Она осматривает присутствующих, останавливая взгляд на Але — сидит, вроде не прямая спина, а скрюченной не назовёшь. Под глазами круги — и не скажешь, у кого из них двоих в фиолетовом намешано больше синего, а не красного. А взгляд всё равно никакой. Русская любит это звать «смотрит в себя, в свою глубину», но навряд ли Аля думает о чём-то возвышенном — обычная тихая девочка, у которой стремительно развивается социофобия — Анна таких много повидала. И, конечно, те не занимаются саморазвитием — гнилые настолько, что после встречи с ними хочется помыться. Желательно хлоркой.
Малолетняя дрянь к тому же решила вместо её урока пойти помочь с подготовкой к выпускному — это же, несомненно, важнее сдачи чуть ли не главного предмета. А на следующий день вообще не явилась — наверняка занималась опять не тем.
Хотя она единственная, кто будет поступать в медицинский — остальные либо по гуманитарным, либо, конечно блять, в грёбаный экономический. И надо как бы отдать должное Але за оригинальность — Анна не просто так ебалась с этими вышками. Хоть и получила лишь одну.

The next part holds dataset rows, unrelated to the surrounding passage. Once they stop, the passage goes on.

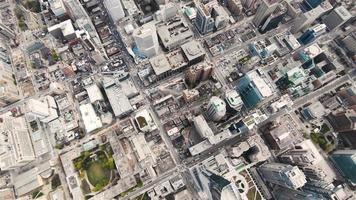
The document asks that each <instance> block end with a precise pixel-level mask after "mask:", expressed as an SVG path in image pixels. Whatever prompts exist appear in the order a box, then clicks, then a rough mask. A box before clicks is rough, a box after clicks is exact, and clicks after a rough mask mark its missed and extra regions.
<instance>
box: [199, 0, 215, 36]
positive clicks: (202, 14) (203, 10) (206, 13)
mask: <svg viewBox="0 0 356 200" xmlns="http://www.w3.org/2000/svg"><path fill="white" fill-rule="evenodd" d="M195 26H196V27H197V28H198V30H199V32H200V33H202V34H206V33H209V32H212V31H213V30H214V27H215V21H214V19H213V18H212V17H211V15H210V13H209V11H208V10H207V9H206V8H205V7H204V5H202V4H199V5H198V6H197V16H196V18H195Z"/></svg>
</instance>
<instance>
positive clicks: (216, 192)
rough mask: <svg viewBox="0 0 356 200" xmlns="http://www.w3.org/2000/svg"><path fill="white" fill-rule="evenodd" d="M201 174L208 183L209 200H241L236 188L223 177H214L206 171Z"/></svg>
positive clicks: (233, 185)
mask: <svg viewBox="0 0 356 200" xmlns="http://www.w3.org/2000/svg"><path fill="white" fill-rule="evenodd" d="M202 174H203V175H204V176H205V177H206V178H207V179H208V181H209V191H210V194H211V198H209V200H210V199H211V200H227V199H228V200H241V199H242V198H241V196H240V193H239V191H238V188H237V186H236V185H235V184H234V183H232V182H230V181H228V180H226V179H225V178H224V177H221V176H219V175H216V174H214V173H212V172H210V171H208V170H203V171H202Z"/></svg>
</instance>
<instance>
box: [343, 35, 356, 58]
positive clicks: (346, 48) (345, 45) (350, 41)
mask: <svg viewBox="0 0 356 200" xmlns="http://www.w3.org/2000/svg"><path fill="white" fill-rule="evenodd" d="M342 43H343V44H344V45H345V47H346V49H347V50H348V51H350V52H352V53H356V32H355V31H354V32H351V33H350V34H349V35H347V36H346V37H344V39H342Z"/></svg>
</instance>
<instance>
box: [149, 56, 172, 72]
mask: <svg viewBox="0 0 356 200" xmlns="http://www.w3.org/2000/svg"><path fill="white" fill-rule="evenodd" d="M150 64H151V66H152V68H153V71H154V73H155V74H156V75H157V76H159V75H161V74H163V73H165V72H168V71H169V70H171V69H172V67H171V65H170V64H169V62H168V59H167V58H166V56H165V55H164V54H159V55H157V56H155V57H153V58H151V59H150Z"/></svg>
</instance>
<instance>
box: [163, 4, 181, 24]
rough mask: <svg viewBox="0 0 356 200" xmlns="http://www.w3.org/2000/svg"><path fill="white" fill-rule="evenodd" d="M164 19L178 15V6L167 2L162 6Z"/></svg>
mask: <svg viewBox="0 0 356 200" xmlns="http://www.w3.org/2000/svg"><path fill="white" fill-rule="evenodd" d="M160 10H161V14H162V20H163V21H168V20H169V19H172V18H174V17H175V16H176V14H177V12H178V8H177V6H176V5H175V4H174V3H171V2H170V3H167V4H165V5H162V6H160Z"/></svg>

Но, видя такое рвение, Анна бы лучше стала общаться с той девочкой-которая-умная-но-наивная, чем с этой шалопайкой. Разве нормально это — заниматься рефлексией на досуге, думая не столько о себе, сколько о подопечных? Нормально, что ей хочется стукнуть этого отброса общества — тихая девочка, умеющая больше других и в то же время вроде нет. Странная, противоречивая. И непонятная — это вообще в абсолюте.
Анне нельзя испытывать столько агрессии на одного индивида. Она занимается каким-то больным мазохизмом, ещё и с порчей здоровья — только здесь чёртова кожа не регенерирует и не становится новой. У Анны это всё хранится в голове — и вспоминается, обдумывается. И она упрекает себя, упрекает эту ученицу, которую через несколько месяцев уже не увидит — в её кабинете будет пусто, и не на кого будет орать за то, что летает в облаках. Теперь в её кабинете будут спать, жрать очередную хрень, орать тупые шутки, при этом разбавляя их грязью.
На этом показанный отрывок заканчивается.